Things you should know about knives

    Hardness of a knife is measured on the Rockwell-C scale, which has a range from 0-80. Lower numbers being softer and higher number being harder. The average pocketknife would fall in the low to mid-50
    range, depending on quality. Kitchen knives can range anywhere from mid-50 to mid-60 range, again largely based on quality. The great advantage of a hard knife is the ability to hold a sharp edge longer. Read that again and let it sink in for a minute. If you remember only one thing from what you are reading here today, let it be that. I cannot stress how important this is for a kitchen knife. A softer knife will require frequent sharpening while a harder knife will require only an occasional sharpening. This is referred to as Edge Retention. However, a knife can be too hard, and will tend to chip, crack, or break. This is referred to as Brittleness.

    Toughness is often thought of as the opposite of brittleness. It is a measure of how resistant a knife is to chipping, cracking or breaking. As the hardness goes up, toughness goes down. A tough knife will bend rather than break. However, a knife can be too tough and fail return to straight after a load is removed. Then you must ask yourself; is a bent blade better than a broken one? We need to strike a balance between hardness and toughness

    Sharpenability describes how easily a knife can be sharpened. A softer, tougher blade sharpens easily but does not hold that edge very long. A hard blade is more difficult to sharpen but holds the edge longer. There are so called "super steels" that are both hard and tough at the same time. Most of them are expensive and difficult to work with. They are extreamly difficult to sharpen and require diamond or ceramic abrasives.

    Steel types, there are two major types of steels used in knife manufacturing: Stainless Steel and Carbon Steel. Stainless steel is often thought of as rust proof but, this is not true. It will rust, it just takes longer. Carbon steel rusts rapidly when exposed to water. However, carbon steel can be made harder and hold an edge longer than some stainless steels. But they require more care in the kitchen or they will chip and rust. This is why virtually any kitchen knife you buy in a store will be stainless steel. There are several ways of combining carbon steel and stainless steel to get the best of both materials. This involves welding two or more pieces of steel together.

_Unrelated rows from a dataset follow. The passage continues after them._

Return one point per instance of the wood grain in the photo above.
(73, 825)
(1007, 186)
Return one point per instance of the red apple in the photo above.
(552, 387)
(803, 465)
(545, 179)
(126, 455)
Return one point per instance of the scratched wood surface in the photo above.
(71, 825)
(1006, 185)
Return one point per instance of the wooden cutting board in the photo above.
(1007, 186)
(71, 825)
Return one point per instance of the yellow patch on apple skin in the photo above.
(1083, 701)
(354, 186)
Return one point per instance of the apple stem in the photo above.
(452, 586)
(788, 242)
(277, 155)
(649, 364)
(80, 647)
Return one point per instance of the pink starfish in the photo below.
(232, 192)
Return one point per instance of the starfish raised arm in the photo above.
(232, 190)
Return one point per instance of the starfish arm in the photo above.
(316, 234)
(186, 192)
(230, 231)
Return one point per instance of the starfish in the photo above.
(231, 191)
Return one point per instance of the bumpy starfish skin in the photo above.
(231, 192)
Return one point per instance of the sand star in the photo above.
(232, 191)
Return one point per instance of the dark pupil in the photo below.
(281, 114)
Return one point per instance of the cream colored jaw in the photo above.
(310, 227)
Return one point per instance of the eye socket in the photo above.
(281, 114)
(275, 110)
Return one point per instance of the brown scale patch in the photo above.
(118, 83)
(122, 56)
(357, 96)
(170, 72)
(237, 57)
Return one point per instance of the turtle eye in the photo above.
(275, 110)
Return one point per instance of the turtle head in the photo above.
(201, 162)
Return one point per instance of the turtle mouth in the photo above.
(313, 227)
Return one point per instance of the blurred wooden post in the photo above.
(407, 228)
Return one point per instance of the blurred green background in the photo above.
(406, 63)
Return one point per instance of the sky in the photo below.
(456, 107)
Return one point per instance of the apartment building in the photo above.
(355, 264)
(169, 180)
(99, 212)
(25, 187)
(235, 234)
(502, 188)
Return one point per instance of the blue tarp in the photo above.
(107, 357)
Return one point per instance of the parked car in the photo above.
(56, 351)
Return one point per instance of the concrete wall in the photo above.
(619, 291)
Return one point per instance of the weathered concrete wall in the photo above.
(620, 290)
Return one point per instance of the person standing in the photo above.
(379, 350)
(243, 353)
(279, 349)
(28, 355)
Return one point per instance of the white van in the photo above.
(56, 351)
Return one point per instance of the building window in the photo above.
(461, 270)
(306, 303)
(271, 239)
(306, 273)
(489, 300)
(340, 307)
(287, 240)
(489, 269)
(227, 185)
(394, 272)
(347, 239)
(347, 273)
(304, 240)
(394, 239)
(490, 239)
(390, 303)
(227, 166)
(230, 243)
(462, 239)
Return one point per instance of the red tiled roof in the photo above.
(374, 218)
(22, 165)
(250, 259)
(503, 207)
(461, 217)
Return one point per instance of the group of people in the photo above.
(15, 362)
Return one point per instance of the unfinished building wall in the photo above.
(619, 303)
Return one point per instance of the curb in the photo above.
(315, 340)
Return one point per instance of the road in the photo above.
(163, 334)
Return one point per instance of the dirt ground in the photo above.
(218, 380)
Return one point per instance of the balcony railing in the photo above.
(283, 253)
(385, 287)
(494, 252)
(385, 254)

    San Mai is the process of welding three pieces; one Carbon Steel core and two outer pieces of Stainless Steel to create a sandwich like structure. The carbon steel core takes and holds an edge well, while the Stainless Steel skins require little maintenance. You will see this frequently on modern Japanese style kitchen knives. Traditional Japanese knives are a generally not made this way. That is a subject for another day.

    Damascus steel is a name commonly used in marketing. The process for making true Damascus Steel (Wootz steel) was lost but, has been recently rediscovered by some talented blade smiths. It is not made in any significant quantity and any “damascus” knife you buy in a store is made using a process called Pattern Welding. Two types of steel are stacked in alternating layers and welded together. The alternating layers produce the pattern you see in the “damascus steel.” In a mass-produced knife, this is purely a cosmetic feature that adds nothing in strength or toughness to the blade; it simply looks nice and adds cost.